Bauman made a grunting sound. “I hate lawyers.”
“I’m not wild about some of them but they’re overpaid and sometimes they send some of it my way.”
Bauman didn’t answer. He looked around the room and appeared to be thinking of something else.
“So what do you really want, detective? I’m not a suspect anymore, right?”
“You? Nah. You’re one of those guys—you probably voted for McGovern, right?”
“You betcha.”
“That’s what I figured. No, you’re no killer. I just want to know what you know. Anything you want to tell me?”

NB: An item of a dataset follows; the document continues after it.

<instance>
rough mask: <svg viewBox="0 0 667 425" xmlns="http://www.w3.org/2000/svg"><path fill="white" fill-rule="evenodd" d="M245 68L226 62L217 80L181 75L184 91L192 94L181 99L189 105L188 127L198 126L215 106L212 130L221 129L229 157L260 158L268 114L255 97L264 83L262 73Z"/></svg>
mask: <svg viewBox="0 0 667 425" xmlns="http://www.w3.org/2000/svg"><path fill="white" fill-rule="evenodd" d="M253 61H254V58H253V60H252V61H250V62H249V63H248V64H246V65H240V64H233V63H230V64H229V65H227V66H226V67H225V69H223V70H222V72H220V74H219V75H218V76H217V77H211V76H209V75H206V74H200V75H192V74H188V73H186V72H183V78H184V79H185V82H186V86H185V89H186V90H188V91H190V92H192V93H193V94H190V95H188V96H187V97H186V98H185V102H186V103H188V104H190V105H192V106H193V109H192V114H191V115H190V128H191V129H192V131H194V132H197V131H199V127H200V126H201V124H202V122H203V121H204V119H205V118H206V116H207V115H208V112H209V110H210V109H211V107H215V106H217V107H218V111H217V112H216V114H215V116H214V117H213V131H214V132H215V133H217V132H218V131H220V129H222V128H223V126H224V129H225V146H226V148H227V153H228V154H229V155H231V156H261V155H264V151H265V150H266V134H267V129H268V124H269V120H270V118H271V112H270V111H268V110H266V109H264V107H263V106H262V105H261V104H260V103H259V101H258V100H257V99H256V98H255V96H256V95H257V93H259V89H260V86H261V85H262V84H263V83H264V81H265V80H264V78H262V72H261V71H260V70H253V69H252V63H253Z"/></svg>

“I don’t know anything. I know I’m looking for a guy named Sharkey because Art Shears was talking to him, trying to get him to open up about his past for some reason.”
“His past.” Bauman chewed on his lip. “He say anything about Sharkey’s past?”
“He told me Sharkey was from here originally, and he thought Sharkey was on the run from something.”